Patty stood wearing the same greasy, stained flight suit as he had after the battle, the rifle hanging from his shoulder. Roach was inches from his face, leaning in as she yelled, finger pointing like a weapon, while Ramirez hung back, hands on his hips, happy to let her do the dirty work.
“Not to mention you left us with all the work of moving our shit in,” Ramirez chimed in, apparently feeling emboldened. “You know how long that took, man?”
“I said I was sorry,” Patty insisted.
“Where did you sleep last night?” Nate wondered.
Patty frowned at him as if he thought it was an odd thing to say. It was, Nate realized, a strange question for him to ask given all the other problems and worries Patty’s absence had created the last day and a half, but it was the first that came to his mind, and he was too exhausted to filter his thoughts.
“In the truck,” the tall man answered, haltingly, grudgingly. “I pulled it into a parking garage and got a few hours’ sleep. I just needed some time to think.”
“And did it help?”
“Could I talk to you in private?” Patty wondered.
Nate shrugged. “Sure. Give that rifle to Ramirez so he can stick it back with the others.”
He didn’t really believe Patty would get pissed off enough to shoot him, but he’d been wrong before.
Patty seemed to consider it for a moment, but he shrugged the sling off his shoulder and handed the M37 to Ramirez. It was a bulky weapon, mostly polymer, and a stray strand of memory reminded him it had once been produced by FN, a Belgian company back when there’d been a Belgium. They’d called it the SCAR-Heavy, which, he supposed, meant there’d once been a SCAR-Light, though he couldn’t recall why one was heavy and one wasn’t.

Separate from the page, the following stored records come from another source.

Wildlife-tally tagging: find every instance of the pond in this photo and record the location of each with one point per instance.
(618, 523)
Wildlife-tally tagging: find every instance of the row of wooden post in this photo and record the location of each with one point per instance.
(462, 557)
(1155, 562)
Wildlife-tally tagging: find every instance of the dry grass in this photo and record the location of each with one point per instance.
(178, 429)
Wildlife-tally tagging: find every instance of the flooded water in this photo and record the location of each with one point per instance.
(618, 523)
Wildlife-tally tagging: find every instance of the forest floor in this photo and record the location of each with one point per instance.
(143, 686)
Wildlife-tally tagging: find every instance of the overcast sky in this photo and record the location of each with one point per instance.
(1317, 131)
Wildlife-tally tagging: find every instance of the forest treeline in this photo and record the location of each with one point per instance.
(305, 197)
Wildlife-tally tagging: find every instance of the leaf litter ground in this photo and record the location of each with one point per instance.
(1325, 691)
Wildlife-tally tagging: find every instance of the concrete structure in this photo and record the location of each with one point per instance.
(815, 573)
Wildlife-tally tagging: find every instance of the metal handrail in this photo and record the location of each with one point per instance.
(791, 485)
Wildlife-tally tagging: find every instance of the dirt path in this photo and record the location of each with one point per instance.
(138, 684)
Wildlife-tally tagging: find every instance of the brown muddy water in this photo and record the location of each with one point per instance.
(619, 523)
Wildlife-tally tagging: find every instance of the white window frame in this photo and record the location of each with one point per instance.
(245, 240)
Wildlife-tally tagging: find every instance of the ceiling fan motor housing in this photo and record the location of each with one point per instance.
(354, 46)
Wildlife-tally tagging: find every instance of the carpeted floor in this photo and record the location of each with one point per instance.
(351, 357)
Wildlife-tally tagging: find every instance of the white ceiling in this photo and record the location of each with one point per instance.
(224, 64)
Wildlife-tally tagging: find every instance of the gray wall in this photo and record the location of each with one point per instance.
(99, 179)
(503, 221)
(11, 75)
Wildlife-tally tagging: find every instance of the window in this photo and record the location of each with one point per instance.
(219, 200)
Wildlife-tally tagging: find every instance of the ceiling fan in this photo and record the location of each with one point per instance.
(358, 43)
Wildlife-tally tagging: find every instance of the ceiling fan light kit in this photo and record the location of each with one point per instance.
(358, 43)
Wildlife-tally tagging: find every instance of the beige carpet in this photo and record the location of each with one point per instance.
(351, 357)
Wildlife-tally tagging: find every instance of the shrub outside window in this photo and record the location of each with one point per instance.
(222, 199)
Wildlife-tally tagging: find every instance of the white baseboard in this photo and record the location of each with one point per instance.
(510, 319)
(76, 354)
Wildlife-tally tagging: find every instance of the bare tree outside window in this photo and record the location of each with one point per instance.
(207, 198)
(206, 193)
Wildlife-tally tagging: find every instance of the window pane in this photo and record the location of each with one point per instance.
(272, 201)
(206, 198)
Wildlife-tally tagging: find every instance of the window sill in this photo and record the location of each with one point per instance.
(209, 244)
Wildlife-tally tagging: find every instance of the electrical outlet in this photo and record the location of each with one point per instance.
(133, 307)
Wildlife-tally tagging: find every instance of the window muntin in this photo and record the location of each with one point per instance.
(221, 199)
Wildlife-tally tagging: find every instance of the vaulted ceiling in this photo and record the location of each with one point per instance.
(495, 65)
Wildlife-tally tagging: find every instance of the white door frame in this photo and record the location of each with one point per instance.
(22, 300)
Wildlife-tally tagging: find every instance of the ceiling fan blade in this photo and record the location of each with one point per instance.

He filed it away in the dusty archives of useless knowledge and led Patty back into the office. The Kentuckian pushed the door shut behind them, then had to turn again and shove it closed against that fraction of a centimeter of warp.
“I’d tell you to sit down,” Nate apologized, “but I only have the one chair so far.”

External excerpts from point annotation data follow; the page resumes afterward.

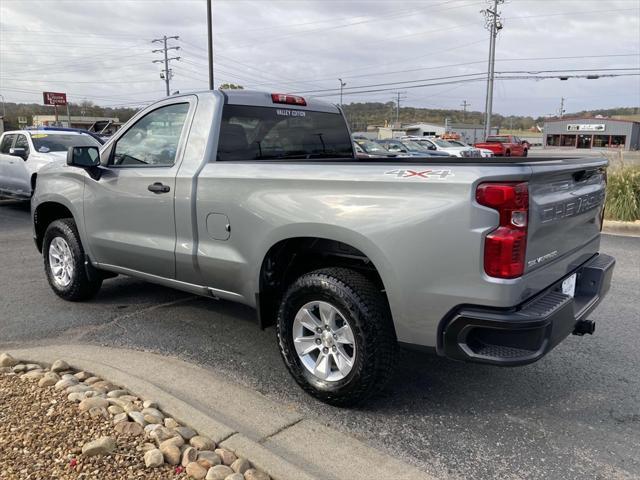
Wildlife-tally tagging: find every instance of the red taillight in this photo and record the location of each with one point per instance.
(505, 247)
(288, 99)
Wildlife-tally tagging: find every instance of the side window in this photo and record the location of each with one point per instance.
(7, 141)
(22, 142)
(153, 140)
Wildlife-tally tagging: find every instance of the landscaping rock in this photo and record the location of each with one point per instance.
(129, 428)
(189, 455)
(82, 376)
(78, 388)
(75, 397)
(101, 446)
(117, 393)
(197, 471)
(114, 409)
(208, 459)
(200, 442)
(96, 412)
(235, 476)
(186, 432)
(92, 402)
(170, 423)
(241, 465)
(138, 418)
(171, 452)
(227, 456)
(7, 360)
(60, 366)
(33, 375)
(177, 441)
(121, 417)
(65, 383)
(49, 379)
(254, 474)
(153, 458)
(219, 472)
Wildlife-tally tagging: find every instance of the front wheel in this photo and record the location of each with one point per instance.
(64, 262)
(336, 335)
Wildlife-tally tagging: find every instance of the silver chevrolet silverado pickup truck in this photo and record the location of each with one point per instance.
(258, 198)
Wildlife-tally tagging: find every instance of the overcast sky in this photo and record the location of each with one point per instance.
(101, 50)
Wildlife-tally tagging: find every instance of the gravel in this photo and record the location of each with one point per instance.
(73, 426)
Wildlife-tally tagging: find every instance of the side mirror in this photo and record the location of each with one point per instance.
(18, 152)
(83, 157)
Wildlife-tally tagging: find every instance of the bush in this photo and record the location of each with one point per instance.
(623, 194)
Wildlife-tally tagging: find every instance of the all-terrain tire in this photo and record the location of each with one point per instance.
(366, 310)
(80, 287)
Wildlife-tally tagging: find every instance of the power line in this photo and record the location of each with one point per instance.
(166, 73)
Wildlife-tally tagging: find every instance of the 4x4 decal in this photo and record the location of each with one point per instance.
(439, 174)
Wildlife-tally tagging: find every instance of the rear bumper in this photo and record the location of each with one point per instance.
(527, 332)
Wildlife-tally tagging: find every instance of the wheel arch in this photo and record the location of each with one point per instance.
(46, 213)
(288, 258)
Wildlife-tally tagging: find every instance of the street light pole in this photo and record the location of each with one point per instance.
(210, 44)
(494, 25)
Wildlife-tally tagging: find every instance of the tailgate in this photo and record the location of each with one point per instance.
(566, 206)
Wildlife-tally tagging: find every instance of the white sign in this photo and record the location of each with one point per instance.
(587, 127)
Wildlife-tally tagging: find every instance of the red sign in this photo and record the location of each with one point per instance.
(53, 98)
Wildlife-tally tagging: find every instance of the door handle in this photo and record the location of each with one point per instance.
(159, 188)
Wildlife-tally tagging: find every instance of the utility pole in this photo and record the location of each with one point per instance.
(210, 44)
(342, 85)
(494, 25)
(166, 74)
(561, 111)
(464, 106)
(398, 94)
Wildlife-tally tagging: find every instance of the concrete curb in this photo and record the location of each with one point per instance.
(276, 438)
(616, 227)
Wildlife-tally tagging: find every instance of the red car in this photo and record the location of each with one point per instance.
(505, 145)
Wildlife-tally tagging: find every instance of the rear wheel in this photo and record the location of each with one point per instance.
(336, 336)
(64, 262)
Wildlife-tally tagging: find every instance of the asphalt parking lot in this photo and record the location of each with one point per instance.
(573, 415)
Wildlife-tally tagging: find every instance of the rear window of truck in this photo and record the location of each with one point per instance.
(273, 133)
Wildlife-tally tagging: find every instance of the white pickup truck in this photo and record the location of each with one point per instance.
(258, 198)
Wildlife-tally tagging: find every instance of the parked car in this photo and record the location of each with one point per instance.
(410, 148)
(24, 152)
(436, 144)
(505, 145)
(371, 149)
(256, 198)
(483, 151)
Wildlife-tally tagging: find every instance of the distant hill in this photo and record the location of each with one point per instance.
(374, 113)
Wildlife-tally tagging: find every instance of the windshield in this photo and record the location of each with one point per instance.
(44, 143)
(370, 146)
(442, 143)
(264, 133)
(498, 140)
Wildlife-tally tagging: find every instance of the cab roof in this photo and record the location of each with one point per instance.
(257, 98)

He thought about offering Patty a drink, but decided against introducing alcohol to whatever volatile mood the younger man was in.
“It’s okay,” Patty said, shrugging it away. “I’ve been sitting in that damn truck for hours, anyway.” His hands were stuffed into his pockets and he didn’t seem to want to meet Nate’s eyes. “Look, Boss, like I told them, I’m really sorry I missed the memorial. I was thinking about Dix my own way, you know? But I…” He tilted his head back and blew out a sigh. “All this has been making me think about my family. I’m out here in the shit trying to help them, but I’m starting to feel like I’ll never see them again.”